Chiamiamola pure impropriamente Pirellinopoli, dal nome dell’edificio di Milano attorno al cui ampliamento per sei anni si è svolta una guerra fatta di vari ingredienti: burocratici, politici e persino legislativi, con un tentativo fallito di darle una soluzione in Parlamento. La vicenda infine è esplosa giudiziariamente, mediaticamente e politicamente nel millesimo giorno della permanenza di Giorgia Meloni a Palazzo Chigi, per cui si è risolta in una partecipazione alla festa della premier e, più in generale, del centrodestra. Paradossale, incredibile, “allucinante”- come ha detto il sindaco di Milano Beppe Sala apprendendo dai giornali e non dalla Procura di essere indagato come lui, con un’altra ventina di persone fra cui sei sotto richiesta di arresti domiciliari – ma fattualmente vero.
Per quanto non sottoposto anche lui, almeno sinora, alla richiesta degli arresti domiciliari, Sala è quello destinato a pagare di più per Pirellinopoli per il semplice fatto che era quello che aveva ed ha politicamente da perdere di più a livello politico per gli obiettivi che si era proposti. O si era lasciato attribuire nella previsione della scadenza del suo secondo mandato di sindaco, cui non può seguirne un terzo consecutivo. Avrebbe potuto invece seguire, prima di questa vicenda apparentemente urbanistica, la sua partecipazione alla gara a federatore dell’alternativa al centrodestra nelle elezioni del 2027 per il rinnovo del Parlamento.

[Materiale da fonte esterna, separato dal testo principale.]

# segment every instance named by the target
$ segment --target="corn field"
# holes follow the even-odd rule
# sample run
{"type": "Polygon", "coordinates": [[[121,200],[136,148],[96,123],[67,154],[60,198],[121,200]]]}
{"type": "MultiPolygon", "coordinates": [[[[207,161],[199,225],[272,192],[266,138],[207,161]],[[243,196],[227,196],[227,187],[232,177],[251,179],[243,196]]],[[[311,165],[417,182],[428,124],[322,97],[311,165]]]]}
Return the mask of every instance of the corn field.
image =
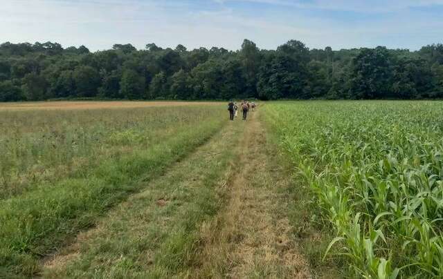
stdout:
{"type": "Polygon", "coordinates": [[[351,277],[443,276],[443,102],[303,102],[267,120],[351,277]]]}

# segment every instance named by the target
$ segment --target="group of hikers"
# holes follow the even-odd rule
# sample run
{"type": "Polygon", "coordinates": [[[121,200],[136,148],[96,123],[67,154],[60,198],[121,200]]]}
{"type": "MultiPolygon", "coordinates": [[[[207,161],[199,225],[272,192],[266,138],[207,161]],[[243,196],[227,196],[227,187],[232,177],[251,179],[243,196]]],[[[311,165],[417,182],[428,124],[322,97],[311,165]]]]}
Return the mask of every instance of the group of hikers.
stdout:
{"type": "Polygon", "coordinates": [[[234,118],[237,117],[237,114],[238,110],[239,109],[243,113],[243,120],[246,120],[246,117],[248,116],[248,112],[249,111],[249,110],[252,110],[252,111],[254,111],[254,110],[255,109],[255,106],[256,106],[255,103],[253,101],[251,101],[251,102],[249,102],[246,100],[243,100],[243,102],[242,102],[242,104],[240,104],[240,106],[239,106],[237,104],[236,102],[231,100],[228,104],[228,110],[229,111],[229,119],[233,121],[234,118]]]}

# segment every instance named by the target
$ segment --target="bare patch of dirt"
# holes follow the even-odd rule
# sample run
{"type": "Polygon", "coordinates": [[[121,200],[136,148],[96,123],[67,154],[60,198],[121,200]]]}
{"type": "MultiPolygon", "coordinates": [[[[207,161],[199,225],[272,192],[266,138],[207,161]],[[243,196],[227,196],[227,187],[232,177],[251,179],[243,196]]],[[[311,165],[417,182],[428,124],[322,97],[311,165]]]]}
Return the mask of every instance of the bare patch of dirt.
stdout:
{"type": "Polygon", "coordinates": [[[284,201],[276,188],[289,182],[273,169],[257,113],[246,123],[238,161],[226,178],[228,204],[201,227],[201,265],[190,277],[311,278],[282,217],[284,201]]]}
{"type": "Polygon", "coordinates": [[[164,206],[166,204],[168,204],[168,201],[165,199],[159,199],[156,200],[155,203],[159,206],[164,206]]]}

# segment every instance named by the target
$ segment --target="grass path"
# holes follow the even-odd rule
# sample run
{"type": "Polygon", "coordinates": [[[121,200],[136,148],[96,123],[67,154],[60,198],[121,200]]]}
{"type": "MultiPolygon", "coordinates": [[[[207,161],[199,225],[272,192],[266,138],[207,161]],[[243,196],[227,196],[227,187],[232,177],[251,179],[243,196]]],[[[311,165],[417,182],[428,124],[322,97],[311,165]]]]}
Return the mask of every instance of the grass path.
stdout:
{"type": "Polygon", "coordinates": [[[192,278],[311,278],[287,218],[291,180],[257,114],[244,129],[227,202],[202,230],[201,267],[192,278]]]}
{"type": "Polygon", "coordinates": [[[46,259],[43,277],[310,278],[287,216],[291,180],[258,113],[46,259]]]}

La sua corsa è finita qui, come si diceva e credo si dica ancora nelle selezioni di miss Italia. Più che la richiesta di dimissioni da sindaco levatesi dall’interno del centrodestra, dove il garantismo si prende forse troppe licenze, vale contro Sala e la sua corsa alla leadership di un centrosinistra pur improbabilmente esteso abbastanza per diventare competitivo, il muro levato da Giuseppe Conte: l’ex presidente del Consiglio e presidente per ora solo del MoVimento 5 Stelle, che celebra adesso, credo senza allegria, i 1500 giorni trascorsi dalla perdita di Palazzo Chigi. Dove a sostituirlo fu chiamato Mario Draghi dal tuttora presidente della Repubblica Sergio Mattarella.
Conte ha gridato che sul piano morale non guarda in faccia nessuno, e tanto meno gli fa sconti. A cominciare da Sala, che fra i vari inconvenienti ha anche quello – si potrebbe scherzare – di essere chiamato Beppe come Grillo. E di essergli anche notoriamente amico, forse persino solidale nella disavventura della sostanziale defenestrazione da garante o dal “più elevato” del movimento fondato praticamente in piazza, fra grida e insulti, dopo avere inutilmente tentato di scalare addirittura il Pd all’indomani delle dimissioni a sorpresa del suo primo segretario Walter Veltroni. Era l’estate, come questa, del 2009. Il segretario della sezione piddina di Arzachena, sulla Costa Smeralda, aveva anche incassato la quota di iscrizione di Grillo al partito, non so se rilasciandogli pure la tessera, comunque costretto poi a restituire l’una e riprendersi l’altra su ordine del reggente nazionale del Pd. Che era Dario Franceschini.